O Governo e a sociedade clamam contra o endividamento das famílias mas pouco fazem para o limitar. Nesse endividamento generalizado – crédito para a compra de casa, de carro e de outros bens de consumo (electrodomésticos, roupas, férias) – a parcela maior é invariavelmente a primeira: o crédito à habitação. Resta dizer que ainda tenho um crédito desses. Dos outros não tenho, nem quero.
O contrato que negociei com a instituição bancária onde tenho esse crédito estabelece que posso liquidar anualmente até 50% do valor do empréstimo contra o pagamento de uma taxa de serviço de €125. Se liquidar mais de 50% num mesmo ano, pagarei, além da dita taxa de serviço, mais 2% sobre o valor da entrega. Andei às turras num processo que acabou mal com uma outra instituição bancária que me queria cobrar 7% por toda e qualquer liquidação antecipada?!?!? É verdade, 7%?!?! Por um triz, faria jus aos célebres onzeneiros vicentinos...
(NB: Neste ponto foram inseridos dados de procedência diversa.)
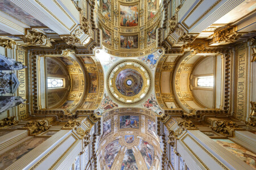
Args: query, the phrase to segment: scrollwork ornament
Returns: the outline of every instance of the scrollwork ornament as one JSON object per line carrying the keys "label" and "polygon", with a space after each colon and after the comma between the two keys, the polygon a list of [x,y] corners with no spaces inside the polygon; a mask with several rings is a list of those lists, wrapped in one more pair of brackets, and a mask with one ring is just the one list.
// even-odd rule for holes
{"label": "scrollwork ornament", "polygon": [[197,36],[197,35],[188,35],[184,32],[183,33],[183,35],[179,39],[178,42],[192,43],[196,39]]}
{"label": "scrollwork ornament", "polygon": [[251,46],[252,51],[252,59],[251,62],[256,61],[256,38],[253,37],[250,40],[250,45]]}
{"label": "scrollwork ornament", "polygon": [[212,129],[222,135],[232,135],[234,128],[238,128],[238,126],[233,122],[217,121],[215,126]]}
{"label": "scrollwork ornament", "polygon": [[168,137],[168,139],[167,143],[169,143],[172,147],[175,147],[176,138],[175,136],[175,133],[172,130],[169,130],[169,135]]}
{"label": "scrollwork ornament", "polygon": [[177,28],[177,21],[176,14],[174,15],[170,19],[169,19],[169,34],[172,33],[175,31]]}
{"label": "scrollwork ornament", "polygon": [[42,45],[47,38],[43,33],[35,30],[28,30],[27,32],[28,34],[25,37],[21,37],[20,39],[28,45]]}
{"label": "scrollwork ornament", "polygon": [[118,37],[115,37],[114,38],[114,42],[115,44],[118,45],[119,43],[119,39]]}
{"label": "scrollwork ornament", "polygon": [[81,29],[84,31],[84,33],[90,35],[90,21],[85,16],[82,17]]}
{"label": "scrollwork ornament", "polygon": [[81,121],[69,120],[63,127],[63,128],[73,128],[81,125]]}
{"label": "scrollwork ornament", "polygon": [[83,138],[84,136],[88,135],[90,133],[90,129],[84,130],[81,128],[75,128],[76,134]]}
{"label": "scrollwork ornament", "polygon": [[49,126],[47,125],[44,120],[31,121],[27,122],[23,128],[27,129],[31,135],[38,135],[48,130]]}
{"label": "scrollwork ornament", "polygon": [[118,17],[118,10],[117,9],[114,10],[114,15],[115,17]]}
{"label": "scrollwork ornament", "polygon": [[90,133],[87,133],[85,137],[84,137],[84,147],[86,147],[90,143]]}
{"label": "scrollwork ornament", "polygon": [[69,36],[61,37],[61,39],[68,45],[81,44],[80,40],[73,34]]}
{"label": "scrollwork ornament", "polygon": [[184,128],[196,128],[196,126],[191,120],[178,121],[177,124],[179,126]]}
{"label": "scrollwork ornament", "polygon": [[141,36],[141,37],[139,38],[139,41],[141,42],[141,44],[143,44],[144,40],[145,40],[145,39],[144,39],[144,37]]}
{"label": "scrollwork ornament", "polygon": [[250,121],[247,122],[247,124],[253,127],[255,127],[256,125],[256,102],[251,101],[251,114],[250,114]]}
{"label": "scrollwork ornament", "polygon": [[139,10],[139,15],[141,16],[143,16],[143,14],[144,13],[144,9],[141,8],[141,10]]}
{"label": "scrollwork ornament", "polygon": [[5,128],[7,126],[10,126],[17,124],[19,121],[14,120],[15,116],[8,117],[5,118],[0,121],[0,128]]}
{"label": "scrollwork ornament", "polygon": [[117,128],[118,126],[118,121],[117,120],[115,120],[114,121],[114,127]]}
{"label": "scrollwork ornament", "polygon": [[13,45],[16,44],[14,41],[11,40],[0,38],[0,46],[7,48],[13,48]]}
Os bancos querem-nos agarrados!
Quando celebrei o meu actual contrato, tinha a minha antiga casa integralmente paga mas ainda por vender, daí que tivesse particular cuidado na negociação dessa cláusula. Quando a vendi, cerca de um ano depois de pedir o empréstimo, o banco tentou demover-me de proceder à liquidação antecipada do capital, acenando-me com miríficos e rendosos produtos, numa atitude que roçou o que chamo de prática comercial agressiva. Claro que não cedi, mas tive de usar de alguma assertividade para que a minha zelosa gestora de conta me largasse a labita. As diferenças entre estas práticas e o time-sharing de rua foram mínimas: a moça estava mais bem vestida, é um facto; a abordagem foi feita entre quatro paredes e não na rua, sim senhor; a abordagem fez-se a coberto de um emblema de prestígio da finança internacional, é claro! O modo de fazer, a agressividade e o condicionamento ao cliente, porém, foram muito idênticos...
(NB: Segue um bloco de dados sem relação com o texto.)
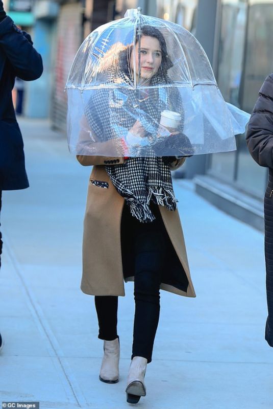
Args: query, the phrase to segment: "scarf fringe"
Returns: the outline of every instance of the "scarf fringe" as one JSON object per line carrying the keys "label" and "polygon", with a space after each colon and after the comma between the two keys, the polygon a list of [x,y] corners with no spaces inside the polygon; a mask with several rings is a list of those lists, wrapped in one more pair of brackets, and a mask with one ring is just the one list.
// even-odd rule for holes
{"label": "scarf fringe", "polygon": [[127,198],[126,200],[130,207],[132,216],[136,217],[140,221],[147,223],[153,221],[156,218],[149,207],[151,199],[157,204],[166,206],[168,210],[174,211],[177,208],[178,200],[173,192],[162,188],[150,188],[146,203],[137,202],[135,198],[132,197]]}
Decididamente, os bancos querem-nos agarrados!
Sabendo disto tudo, o Banco de Portugal estabeleceu, há já algum tempo, algumas regras para minorar estas práticas. Hoje é possível liquidar a todo o tempo o capital dos empréstimos para crédito à habitação e os bancos apenas podem cobrar a tal taxa de serviço e uma comissão de no máximo 0,5%. Eu acho que não deviam poder cobrar comissão nenhuma, quando muito a tal taxa de serviço e não no valor que cobram.
Então eu vou liquidar ou amortizar o empréstimo, representando um cada vez menor risco para o banco e ainda sou penalizado… Devia ser penalizado era por não pagar e não por pagar!? Por pagar, devia até ser beneficiado, eventualmente com uma redução da taxa de juro e do spread. O cliente que representa menos riscos devia ser um bom cliente mas é um mau cliente.
Um bom cliente é agora um cliente agarrado!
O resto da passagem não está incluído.